Viewed this way, Roberts did the right thing. He protected the Supreme Court’s integrity and he made the American people responsible for their own stupidity.Even so, like me, Bookworm worries about the principle that, even if Congress must not regulate inactivity under the Commerce Clause, it can still tax inactivity to its heart's content. I would prefer to see taxes returned to their revenue-raising function. We should stop using them as a coercive tool to implement one utopian scheme after another, generally involving a redistribution of wealth from "them" to "us."
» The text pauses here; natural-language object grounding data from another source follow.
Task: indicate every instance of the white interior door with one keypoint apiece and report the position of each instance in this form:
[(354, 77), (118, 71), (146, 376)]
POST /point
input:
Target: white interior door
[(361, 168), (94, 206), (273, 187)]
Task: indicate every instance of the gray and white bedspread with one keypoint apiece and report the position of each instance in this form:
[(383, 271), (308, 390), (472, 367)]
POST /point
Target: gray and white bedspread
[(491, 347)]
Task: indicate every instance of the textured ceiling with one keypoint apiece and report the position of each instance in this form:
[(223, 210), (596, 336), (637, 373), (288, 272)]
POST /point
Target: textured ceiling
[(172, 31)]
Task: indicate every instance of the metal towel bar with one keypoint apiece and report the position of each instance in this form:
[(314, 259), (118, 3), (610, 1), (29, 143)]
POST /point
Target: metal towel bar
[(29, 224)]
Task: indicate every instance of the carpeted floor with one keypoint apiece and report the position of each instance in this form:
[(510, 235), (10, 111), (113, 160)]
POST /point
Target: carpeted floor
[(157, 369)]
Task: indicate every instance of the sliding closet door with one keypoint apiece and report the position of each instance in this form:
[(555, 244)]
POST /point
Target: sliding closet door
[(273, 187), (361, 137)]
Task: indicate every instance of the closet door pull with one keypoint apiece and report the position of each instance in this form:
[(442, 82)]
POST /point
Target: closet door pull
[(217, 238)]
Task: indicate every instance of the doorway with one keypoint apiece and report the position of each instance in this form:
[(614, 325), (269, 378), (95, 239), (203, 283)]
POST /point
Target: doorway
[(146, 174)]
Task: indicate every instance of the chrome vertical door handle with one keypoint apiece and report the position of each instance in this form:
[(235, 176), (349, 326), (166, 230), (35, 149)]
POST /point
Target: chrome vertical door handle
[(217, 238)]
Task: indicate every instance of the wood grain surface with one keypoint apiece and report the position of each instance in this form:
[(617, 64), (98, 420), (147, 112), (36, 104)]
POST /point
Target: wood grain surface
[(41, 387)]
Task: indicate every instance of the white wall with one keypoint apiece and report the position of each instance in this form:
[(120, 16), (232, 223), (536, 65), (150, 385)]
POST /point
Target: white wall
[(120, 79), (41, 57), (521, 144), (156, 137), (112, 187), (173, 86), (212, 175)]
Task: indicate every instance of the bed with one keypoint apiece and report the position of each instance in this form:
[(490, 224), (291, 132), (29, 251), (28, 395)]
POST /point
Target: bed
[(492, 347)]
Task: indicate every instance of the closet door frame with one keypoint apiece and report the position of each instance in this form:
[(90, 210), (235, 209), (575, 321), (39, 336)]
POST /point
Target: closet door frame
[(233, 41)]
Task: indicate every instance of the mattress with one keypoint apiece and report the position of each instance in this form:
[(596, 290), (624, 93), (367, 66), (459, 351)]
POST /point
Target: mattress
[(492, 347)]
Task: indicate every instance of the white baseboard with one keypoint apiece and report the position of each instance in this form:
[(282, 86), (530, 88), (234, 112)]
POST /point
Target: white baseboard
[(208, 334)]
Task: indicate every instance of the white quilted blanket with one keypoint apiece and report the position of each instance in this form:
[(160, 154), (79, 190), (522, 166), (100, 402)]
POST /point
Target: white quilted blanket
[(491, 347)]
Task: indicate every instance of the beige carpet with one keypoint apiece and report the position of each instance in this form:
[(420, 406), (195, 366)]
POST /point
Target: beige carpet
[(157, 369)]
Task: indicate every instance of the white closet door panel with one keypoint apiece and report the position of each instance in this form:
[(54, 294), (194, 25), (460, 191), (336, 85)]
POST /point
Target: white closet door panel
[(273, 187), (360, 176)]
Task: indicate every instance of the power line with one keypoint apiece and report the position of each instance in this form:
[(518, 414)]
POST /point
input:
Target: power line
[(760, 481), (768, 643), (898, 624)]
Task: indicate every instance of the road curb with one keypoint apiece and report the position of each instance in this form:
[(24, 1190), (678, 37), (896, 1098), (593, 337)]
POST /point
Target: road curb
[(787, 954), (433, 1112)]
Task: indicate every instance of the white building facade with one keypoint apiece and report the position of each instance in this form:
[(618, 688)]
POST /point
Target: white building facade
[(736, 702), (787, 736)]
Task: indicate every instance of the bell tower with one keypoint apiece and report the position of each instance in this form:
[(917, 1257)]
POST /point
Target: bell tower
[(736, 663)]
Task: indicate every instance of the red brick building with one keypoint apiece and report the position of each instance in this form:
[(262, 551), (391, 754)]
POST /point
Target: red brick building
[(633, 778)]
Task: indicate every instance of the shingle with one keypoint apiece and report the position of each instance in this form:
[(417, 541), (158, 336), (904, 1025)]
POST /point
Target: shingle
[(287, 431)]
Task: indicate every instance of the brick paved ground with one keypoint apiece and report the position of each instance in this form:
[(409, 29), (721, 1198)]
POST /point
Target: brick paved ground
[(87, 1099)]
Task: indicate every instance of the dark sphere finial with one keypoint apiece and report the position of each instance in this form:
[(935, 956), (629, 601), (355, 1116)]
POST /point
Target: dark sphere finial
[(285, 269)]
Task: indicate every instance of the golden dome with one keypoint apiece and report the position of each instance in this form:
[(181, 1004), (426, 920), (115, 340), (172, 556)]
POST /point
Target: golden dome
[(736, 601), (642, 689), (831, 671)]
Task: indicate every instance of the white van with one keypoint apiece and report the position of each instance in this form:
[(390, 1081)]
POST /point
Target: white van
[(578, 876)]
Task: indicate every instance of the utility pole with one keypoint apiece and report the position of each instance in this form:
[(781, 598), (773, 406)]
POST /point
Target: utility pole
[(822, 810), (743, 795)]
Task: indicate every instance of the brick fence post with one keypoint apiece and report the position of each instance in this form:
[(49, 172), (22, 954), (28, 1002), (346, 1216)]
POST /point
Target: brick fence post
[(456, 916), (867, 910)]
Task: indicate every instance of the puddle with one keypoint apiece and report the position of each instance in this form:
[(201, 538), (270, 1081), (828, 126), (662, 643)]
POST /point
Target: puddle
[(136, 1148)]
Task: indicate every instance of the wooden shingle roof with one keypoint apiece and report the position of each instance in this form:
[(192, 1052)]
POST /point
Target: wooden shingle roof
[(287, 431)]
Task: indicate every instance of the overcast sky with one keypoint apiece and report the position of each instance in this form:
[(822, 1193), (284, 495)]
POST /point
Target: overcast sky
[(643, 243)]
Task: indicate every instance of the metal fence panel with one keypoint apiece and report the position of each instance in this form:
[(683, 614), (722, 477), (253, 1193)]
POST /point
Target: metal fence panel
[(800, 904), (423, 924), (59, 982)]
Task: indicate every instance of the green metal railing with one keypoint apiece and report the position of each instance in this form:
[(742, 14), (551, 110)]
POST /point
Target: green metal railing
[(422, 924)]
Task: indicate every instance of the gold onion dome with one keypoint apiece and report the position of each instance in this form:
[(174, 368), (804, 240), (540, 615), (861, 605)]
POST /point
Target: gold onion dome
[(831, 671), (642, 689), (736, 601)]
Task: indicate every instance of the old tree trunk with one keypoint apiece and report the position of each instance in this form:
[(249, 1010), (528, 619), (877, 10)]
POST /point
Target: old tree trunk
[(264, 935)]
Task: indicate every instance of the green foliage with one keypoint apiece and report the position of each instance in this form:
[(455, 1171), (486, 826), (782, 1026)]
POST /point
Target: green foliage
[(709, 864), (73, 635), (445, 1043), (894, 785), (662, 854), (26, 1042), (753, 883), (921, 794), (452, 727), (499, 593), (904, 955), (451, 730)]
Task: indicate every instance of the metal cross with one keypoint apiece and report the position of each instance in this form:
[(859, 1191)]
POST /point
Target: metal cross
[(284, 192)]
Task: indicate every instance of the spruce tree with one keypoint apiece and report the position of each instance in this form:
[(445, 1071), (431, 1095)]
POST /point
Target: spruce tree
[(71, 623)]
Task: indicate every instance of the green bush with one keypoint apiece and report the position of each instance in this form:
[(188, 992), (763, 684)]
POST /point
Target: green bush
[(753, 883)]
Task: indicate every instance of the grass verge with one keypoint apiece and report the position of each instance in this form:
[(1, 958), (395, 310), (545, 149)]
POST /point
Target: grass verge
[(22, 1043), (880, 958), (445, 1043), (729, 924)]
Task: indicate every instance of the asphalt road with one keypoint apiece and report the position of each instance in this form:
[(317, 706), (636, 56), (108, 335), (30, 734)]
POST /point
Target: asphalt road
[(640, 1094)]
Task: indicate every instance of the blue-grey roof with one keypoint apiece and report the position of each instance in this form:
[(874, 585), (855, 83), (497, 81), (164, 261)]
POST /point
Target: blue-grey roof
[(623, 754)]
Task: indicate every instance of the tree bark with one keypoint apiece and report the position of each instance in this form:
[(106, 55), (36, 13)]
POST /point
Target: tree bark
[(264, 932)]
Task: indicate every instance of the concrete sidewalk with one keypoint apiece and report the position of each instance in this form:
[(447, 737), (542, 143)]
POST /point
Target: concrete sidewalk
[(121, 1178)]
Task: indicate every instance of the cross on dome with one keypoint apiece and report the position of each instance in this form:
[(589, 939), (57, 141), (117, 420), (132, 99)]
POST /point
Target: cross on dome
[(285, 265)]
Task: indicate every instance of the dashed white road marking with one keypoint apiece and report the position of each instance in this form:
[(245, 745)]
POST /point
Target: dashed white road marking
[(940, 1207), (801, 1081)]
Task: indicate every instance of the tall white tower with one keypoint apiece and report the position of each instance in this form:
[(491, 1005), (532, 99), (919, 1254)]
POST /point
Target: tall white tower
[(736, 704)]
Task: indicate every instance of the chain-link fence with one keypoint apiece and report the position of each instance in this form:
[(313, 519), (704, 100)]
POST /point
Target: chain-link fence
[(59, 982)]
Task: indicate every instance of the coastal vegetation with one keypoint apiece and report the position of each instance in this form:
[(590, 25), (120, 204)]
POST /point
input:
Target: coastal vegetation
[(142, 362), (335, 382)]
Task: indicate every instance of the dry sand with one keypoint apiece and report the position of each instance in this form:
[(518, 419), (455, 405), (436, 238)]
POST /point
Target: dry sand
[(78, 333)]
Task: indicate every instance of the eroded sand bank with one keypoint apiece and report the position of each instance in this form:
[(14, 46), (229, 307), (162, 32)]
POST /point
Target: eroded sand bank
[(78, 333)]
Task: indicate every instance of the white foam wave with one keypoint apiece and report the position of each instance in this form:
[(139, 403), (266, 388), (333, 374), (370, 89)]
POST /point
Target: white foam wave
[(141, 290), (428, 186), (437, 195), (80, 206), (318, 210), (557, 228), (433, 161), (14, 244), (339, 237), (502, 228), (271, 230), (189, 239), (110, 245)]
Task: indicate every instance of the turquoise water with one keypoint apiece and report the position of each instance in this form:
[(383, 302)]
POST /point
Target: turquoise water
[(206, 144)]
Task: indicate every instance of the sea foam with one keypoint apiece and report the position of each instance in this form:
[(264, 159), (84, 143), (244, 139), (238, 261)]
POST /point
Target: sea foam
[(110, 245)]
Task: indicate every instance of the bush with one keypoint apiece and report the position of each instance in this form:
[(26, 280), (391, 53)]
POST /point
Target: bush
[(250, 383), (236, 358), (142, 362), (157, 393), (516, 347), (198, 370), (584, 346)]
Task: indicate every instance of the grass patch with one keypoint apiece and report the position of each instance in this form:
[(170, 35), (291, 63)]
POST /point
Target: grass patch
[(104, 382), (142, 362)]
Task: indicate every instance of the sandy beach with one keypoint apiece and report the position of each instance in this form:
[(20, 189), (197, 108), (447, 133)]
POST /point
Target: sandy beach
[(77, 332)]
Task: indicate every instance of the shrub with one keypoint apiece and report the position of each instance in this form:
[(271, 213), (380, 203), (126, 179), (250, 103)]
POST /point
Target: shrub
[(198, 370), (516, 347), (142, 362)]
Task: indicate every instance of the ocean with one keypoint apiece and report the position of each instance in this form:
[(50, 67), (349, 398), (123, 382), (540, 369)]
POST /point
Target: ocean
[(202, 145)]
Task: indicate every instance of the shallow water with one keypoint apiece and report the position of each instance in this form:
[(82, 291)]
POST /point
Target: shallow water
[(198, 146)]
Nevertheless, the honest truth is that my strongest objection to Obamatax is not a Constitutional one. If I believed that single-payer healthcare made sense, in the same way that I believe a unified and coherent national defense makes sense, I'd have no problem financing the system with a tax that fell most heavily on free-riders who weren't already bearing their share of the tab. How is that much different from making people pay for a police and fire department? The problem is that I think a single-payer health system is a good way to destroy what's left of the rational part of our healthcare system. Competition and other private-sector tools are the only way to fix the mess we've already gotten ourselves into by flirting with top-down solutions. So naturally I don't want to fund the healthcare system with a tax, or to see Congress take any other action that tends to get the government even more deeply involved by any means it can dream up, Constitutional or otherwise.
But that is a political choice reflecting values and opinions about what works. So get to the polls this November. There are lots of issues we can't and shouldn't expect the Supreme Court to resolve for us -- either because that's not its proper role or, if you don't believe that, then because it's too likely to disappoint us.
And in the meantime, if you are inspired to attend some spirited town hall meetings, go for it.